Sudbury Town drew 1-1 with Tamworth in front of a crowd of 26,487, the biggest ever for a Vase final, before losing the replay 3-0 at Peterborough. In subsequent years the Priory Stadium club rose as high as the Premier Division of the Dr Martens League, and two seasons ago they beat Brighton and Hove Albion in the first round of the FA Cup.

At the end of that 1996-97 campaign, though, Sudbury Town resigned from the Dr Martens for financial reasons, and returned to the Jewson Eastern League. Once they were unquestionably the top non-League club in Suffolk, now they may not even be the top side in Sudbury.

A mile up the River Stour from the Priory is Brundon Lane, the home of Town's Jewson League rivals Sudbury Wanderers. Tomorrow, while Town battle for Premier Division points against Diss Town (a Norfolk team who won the Vase in 1994), Wanderers will be on the Cumbrian coast taking on Workington in the last 16 of the Vase.

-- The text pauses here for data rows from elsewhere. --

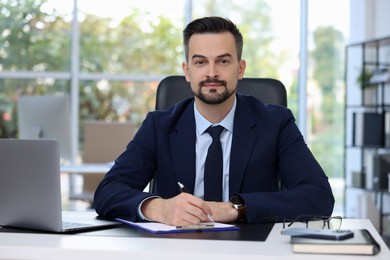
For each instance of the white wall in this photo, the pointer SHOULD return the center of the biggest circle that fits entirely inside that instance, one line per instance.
(369, 19)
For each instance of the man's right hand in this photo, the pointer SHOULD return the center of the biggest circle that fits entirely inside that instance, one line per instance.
(183, 210)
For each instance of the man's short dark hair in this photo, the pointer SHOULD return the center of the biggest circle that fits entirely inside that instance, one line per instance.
(212, 24)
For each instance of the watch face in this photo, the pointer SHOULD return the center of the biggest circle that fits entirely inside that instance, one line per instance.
(236, 200)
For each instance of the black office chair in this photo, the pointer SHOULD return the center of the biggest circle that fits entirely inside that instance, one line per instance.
(173, 89)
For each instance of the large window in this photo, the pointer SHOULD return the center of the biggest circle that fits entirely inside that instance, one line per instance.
(119, 50)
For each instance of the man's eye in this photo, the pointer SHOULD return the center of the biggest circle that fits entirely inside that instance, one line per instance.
(224, 61)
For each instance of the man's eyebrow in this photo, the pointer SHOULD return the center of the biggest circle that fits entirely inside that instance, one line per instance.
(219, 56)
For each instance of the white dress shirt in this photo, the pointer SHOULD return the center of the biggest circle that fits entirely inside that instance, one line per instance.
(203, 141)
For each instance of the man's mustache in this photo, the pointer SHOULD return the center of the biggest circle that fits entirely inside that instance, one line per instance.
(213, 81)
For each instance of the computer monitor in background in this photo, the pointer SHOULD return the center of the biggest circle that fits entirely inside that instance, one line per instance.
(46, 117)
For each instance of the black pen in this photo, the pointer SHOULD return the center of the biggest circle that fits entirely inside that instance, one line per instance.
(184, 189)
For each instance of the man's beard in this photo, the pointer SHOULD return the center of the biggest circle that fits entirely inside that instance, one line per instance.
(213, 98)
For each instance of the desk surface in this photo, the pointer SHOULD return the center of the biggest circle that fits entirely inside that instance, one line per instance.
(90, 246)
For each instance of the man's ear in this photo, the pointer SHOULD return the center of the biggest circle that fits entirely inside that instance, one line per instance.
(184, 66)
(241, 69)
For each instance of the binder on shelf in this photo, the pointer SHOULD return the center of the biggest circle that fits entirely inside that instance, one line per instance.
(381, 164)
(368, 129)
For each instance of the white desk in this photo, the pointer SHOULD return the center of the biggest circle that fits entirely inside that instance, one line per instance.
(44, 246)
(83, 168)
(87, 167)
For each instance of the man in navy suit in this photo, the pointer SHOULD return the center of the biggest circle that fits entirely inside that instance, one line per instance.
(268, 171)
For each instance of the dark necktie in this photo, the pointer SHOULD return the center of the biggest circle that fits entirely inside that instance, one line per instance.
(214, 166)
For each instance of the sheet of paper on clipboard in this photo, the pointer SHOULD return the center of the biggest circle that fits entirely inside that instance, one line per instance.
(159, 228)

Sudbury Town fell at the fourth-round stage of the Vase, losing to an extra-time goal at home to Northwood, but there is another Suffolk side in the fifth round. Woodbridge Town entertain Camberley Town, from Surrey, at their Notcutts Park ground tomorrow.

Woodbridge have several links to the Sudbury Town side which reached the 1989 Vase final. Their manager is Dave Hubbick, who scored six goals in 26 League games for Wimbledon in the early 80s and also hit Sudbury Town's Wembley goal against Tamworth.

Hubbick's assistant is Gary Barker, who captained the 1989 Sudbury Town side. Three other Priory team-mates then were Dean Garnham, who now keeps goal for Woodbridge, plus Marty Thorpe and Craig Oldfield, who are both squad players at Notcutts Park. They all share the same dream - marking the 10th anniversary of their first Wembley visit with a return trip.

There will be a reunion prior to the Vase tie at Dunston Federation Brewery tomorrow. The Tyneside club's manager, Bobby Scaife, appeared in the same Middlesbrough youth and reserve teams as David Armstrong, who went on to play for England and is now the commercial manager of Lymington & New Milton, Dunston's opponents from Hampshire.

Two clubs known as the Motormen have reached the last 16 of the Vase. Vauxhall GM, from Ellesmere Port, travel to Oxfordshire to take on Thame United, while Ford United, from Romford, entertain Bedlington Terriers. Both sides reached the first round of the FA Cup this term: Ford lost at Preston North End while Bedlington thrashed Colchester United.

The Vase holders, Tiverton Town, visit Bedford Town, while Taunton Town, along with "Tivvy" the other West Country Vase contenders, entertain Northwood.